Virginia skill gaming machines formally became illegal in the commonwealth on July 1 this year.
The prohibition on the terminals came after the state permitted the divisive devices to run legally for a little more than one year in the middle of the COVID-19 pandemic. The temporary skill gaming allowance was to help face-to-face ventures, including convenience stores, restaurants and bars, and truck stops, offset revenue losses caused by the COVID-19.
Those same small business owners are now recording a massive decline in overall revenue as their skill gaming terminals are powered down.
Keyur Patel, the Richmond’s Virginia Food Mart owner, recently told WRIC:
“Sales have dropped.”
Patel explains that the clients who were attracted to the store to play the machines also bought snacks and beverages.
Patel claims his store’s revenue has declined from 25% to 30% since the skill games were turned off. However, one state legislator believes he has a solution; additional gaming.
Video gaming terminals (VGTs) take off the operations of a customary slot machine. They are taxed and very regulated.
Currently, seven states allow VGTs outside their casinos. These include Illinois, Oregon, Louisiana, South Dakota, Pennsylvania, Georgia, and West Virginia. However, Virginia Senator John Bell (D-Prince William County) desires his home state to become the eighth.
Bell has proposed permitting Virginia’s small businesses to place a small VGTs complement into their facilities.
Following his visit to Illinois and meeting will business owners who possess VGTs and state executives and gaming directors, Bell explained to the Senate Committee on Laws and Technology that VGTs are significantly different from the controversial skill gaming machines.
According to Bell:
“It’s a game of chance. You have to be 21 years to play, and it’s very regulated.”
Bell explained of Illinois requirement that VGTs be kept in an area separated from the rest of the business.
Contrarily, Virginia skill gaming machines were open to anyone aged 18 and above and proceeded unregulated and untaxed precedent to the 2020 law. From April through July 2021, the small business paid the state $ 1,200 per skill gaming terminal. Manufacturers, distributors, and companies split the benefits.
“What are we going to do for all those small businesses that had grey machines and lost that revenue?
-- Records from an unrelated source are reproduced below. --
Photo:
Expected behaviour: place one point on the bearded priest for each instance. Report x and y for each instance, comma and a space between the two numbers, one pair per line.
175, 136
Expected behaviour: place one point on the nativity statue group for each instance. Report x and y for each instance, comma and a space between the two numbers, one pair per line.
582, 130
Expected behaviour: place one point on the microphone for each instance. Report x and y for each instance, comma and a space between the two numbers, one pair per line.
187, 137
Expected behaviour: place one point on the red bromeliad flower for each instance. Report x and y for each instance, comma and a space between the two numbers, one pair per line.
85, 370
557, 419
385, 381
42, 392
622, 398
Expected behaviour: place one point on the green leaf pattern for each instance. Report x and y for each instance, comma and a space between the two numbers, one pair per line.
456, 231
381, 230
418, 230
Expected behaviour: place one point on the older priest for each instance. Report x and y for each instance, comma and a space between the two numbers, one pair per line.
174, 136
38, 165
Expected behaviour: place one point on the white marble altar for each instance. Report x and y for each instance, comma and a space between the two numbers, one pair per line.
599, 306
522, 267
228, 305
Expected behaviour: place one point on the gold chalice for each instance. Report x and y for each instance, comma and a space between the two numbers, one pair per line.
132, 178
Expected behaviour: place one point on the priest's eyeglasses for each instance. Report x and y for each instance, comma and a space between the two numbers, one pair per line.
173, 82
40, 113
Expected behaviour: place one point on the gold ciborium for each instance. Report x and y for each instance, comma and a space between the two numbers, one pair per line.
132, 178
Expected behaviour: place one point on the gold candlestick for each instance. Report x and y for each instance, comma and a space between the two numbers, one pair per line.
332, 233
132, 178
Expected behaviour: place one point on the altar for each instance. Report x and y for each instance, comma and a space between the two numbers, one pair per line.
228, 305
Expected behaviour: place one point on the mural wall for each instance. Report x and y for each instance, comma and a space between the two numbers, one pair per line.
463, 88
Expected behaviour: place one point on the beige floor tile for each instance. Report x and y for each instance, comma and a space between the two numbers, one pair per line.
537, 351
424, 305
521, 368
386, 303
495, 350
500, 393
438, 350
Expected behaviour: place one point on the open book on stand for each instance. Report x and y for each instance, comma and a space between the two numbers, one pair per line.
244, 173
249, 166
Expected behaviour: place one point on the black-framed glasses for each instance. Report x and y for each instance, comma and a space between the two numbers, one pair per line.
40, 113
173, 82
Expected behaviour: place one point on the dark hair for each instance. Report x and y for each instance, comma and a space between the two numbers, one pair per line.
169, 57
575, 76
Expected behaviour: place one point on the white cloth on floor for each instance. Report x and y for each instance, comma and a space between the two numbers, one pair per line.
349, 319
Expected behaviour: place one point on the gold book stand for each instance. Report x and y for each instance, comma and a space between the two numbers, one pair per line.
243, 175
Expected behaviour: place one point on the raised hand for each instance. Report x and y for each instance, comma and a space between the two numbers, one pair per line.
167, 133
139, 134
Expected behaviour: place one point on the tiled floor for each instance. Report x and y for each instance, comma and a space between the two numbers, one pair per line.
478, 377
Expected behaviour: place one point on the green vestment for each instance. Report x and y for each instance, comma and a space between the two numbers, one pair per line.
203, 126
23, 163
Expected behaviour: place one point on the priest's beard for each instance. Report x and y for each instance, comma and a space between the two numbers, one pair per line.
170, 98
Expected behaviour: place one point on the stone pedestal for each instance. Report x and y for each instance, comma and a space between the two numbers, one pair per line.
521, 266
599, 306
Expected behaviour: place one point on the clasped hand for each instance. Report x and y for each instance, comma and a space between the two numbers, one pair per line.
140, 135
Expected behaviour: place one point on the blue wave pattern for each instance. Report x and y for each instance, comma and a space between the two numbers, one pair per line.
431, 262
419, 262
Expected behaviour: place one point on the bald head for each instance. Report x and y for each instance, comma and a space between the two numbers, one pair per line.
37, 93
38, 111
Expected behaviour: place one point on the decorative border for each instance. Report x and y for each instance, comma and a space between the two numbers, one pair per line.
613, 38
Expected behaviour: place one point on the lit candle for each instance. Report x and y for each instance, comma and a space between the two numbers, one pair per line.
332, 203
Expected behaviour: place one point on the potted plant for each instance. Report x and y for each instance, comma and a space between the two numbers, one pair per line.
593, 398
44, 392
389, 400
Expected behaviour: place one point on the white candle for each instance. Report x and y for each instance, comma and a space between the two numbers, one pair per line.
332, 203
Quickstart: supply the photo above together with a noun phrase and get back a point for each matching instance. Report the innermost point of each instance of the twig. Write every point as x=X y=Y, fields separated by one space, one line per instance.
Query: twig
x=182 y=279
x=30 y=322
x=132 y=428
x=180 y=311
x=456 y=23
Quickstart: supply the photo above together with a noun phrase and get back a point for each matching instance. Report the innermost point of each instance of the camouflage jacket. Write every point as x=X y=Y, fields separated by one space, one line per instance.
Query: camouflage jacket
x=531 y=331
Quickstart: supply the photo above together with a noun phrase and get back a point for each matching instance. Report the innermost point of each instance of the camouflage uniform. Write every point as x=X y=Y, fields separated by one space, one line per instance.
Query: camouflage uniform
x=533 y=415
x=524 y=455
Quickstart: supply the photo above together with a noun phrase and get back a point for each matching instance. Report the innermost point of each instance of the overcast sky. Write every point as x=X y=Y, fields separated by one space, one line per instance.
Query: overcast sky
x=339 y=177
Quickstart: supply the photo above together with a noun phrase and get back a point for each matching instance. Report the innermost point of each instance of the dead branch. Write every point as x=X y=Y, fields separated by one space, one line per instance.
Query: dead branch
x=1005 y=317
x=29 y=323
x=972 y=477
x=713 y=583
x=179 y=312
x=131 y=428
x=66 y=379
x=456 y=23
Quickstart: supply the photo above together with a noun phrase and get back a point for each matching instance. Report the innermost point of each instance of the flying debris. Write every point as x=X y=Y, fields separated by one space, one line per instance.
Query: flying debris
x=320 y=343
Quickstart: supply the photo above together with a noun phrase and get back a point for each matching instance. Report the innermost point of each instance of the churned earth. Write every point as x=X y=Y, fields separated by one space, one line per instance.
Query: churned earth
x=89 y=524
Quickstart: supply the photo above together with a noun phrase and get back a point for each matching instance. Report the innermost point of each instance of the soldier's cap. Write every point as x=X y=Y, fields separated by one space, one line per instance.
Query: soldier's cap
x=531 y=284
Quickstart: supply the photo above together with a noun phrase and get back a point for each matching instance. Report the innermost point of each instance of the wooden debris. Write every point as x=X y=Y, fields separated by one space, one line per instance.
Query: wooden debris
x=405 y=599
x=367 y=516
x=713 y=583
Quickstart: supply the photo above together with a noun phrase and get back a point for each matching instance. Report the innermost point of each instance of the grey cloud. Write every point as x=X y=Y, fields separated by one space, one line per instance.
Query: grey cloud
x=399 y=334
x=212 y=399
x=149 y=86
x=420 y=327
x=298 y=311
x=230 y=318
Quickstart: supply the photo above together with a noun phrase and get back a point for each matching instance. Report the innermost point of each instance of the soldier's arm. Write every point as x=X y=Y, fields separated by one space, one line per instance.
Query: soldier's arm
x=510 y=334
That is a way to help them out.”
Bell’s proposal, however, didn’t attract much traction in the 2021 legislative assembly. However, the state politician says he plans to reinitiate the matter in January 2022.
VGT casino impact
Not everyone is engaged in Bell’s VGT mission. Some say the state should first continue with the four-business land-based casino already in operations. A fifth could come alongside Richmond.
The American Gaming Association states that VGTs could limit gaming revenue at brick-and-mortar casinos.
The AGA explains:
“Commercial casinos in Illinois have reported a decline in revenue from electronic gaming devices each year since video gaming terminals were launched at bars, truck stops, and other convenience locations starting in 2012.”
VGTs were also fast to recover from the COVID-19 pandemic than casinos.
The AGA adds:
“While Illinois commercial casinos saw revenue fall precipitously in 2020, VGT electronic gaming devices in bars and other convenience locations reported a record quarterly revenue total in the third quarter once bars and restaurants were permitted to reopen.”
Multiple lawsuits against Virginia
The Asian American Business Owners Association (AABOA) complaint is one of the few legal arguments concerning Virginia banning skill gaming machines in most ventures.
In June this year, Hermie Sadler, a former NASCAR chauffeur who owns various restaurants and truck stops in Southern Virginia, filed a case against the state concerning the skill gaming ban. Sadler claimed he would lose $750,000 in annual revenue in the absence of the gaming machines.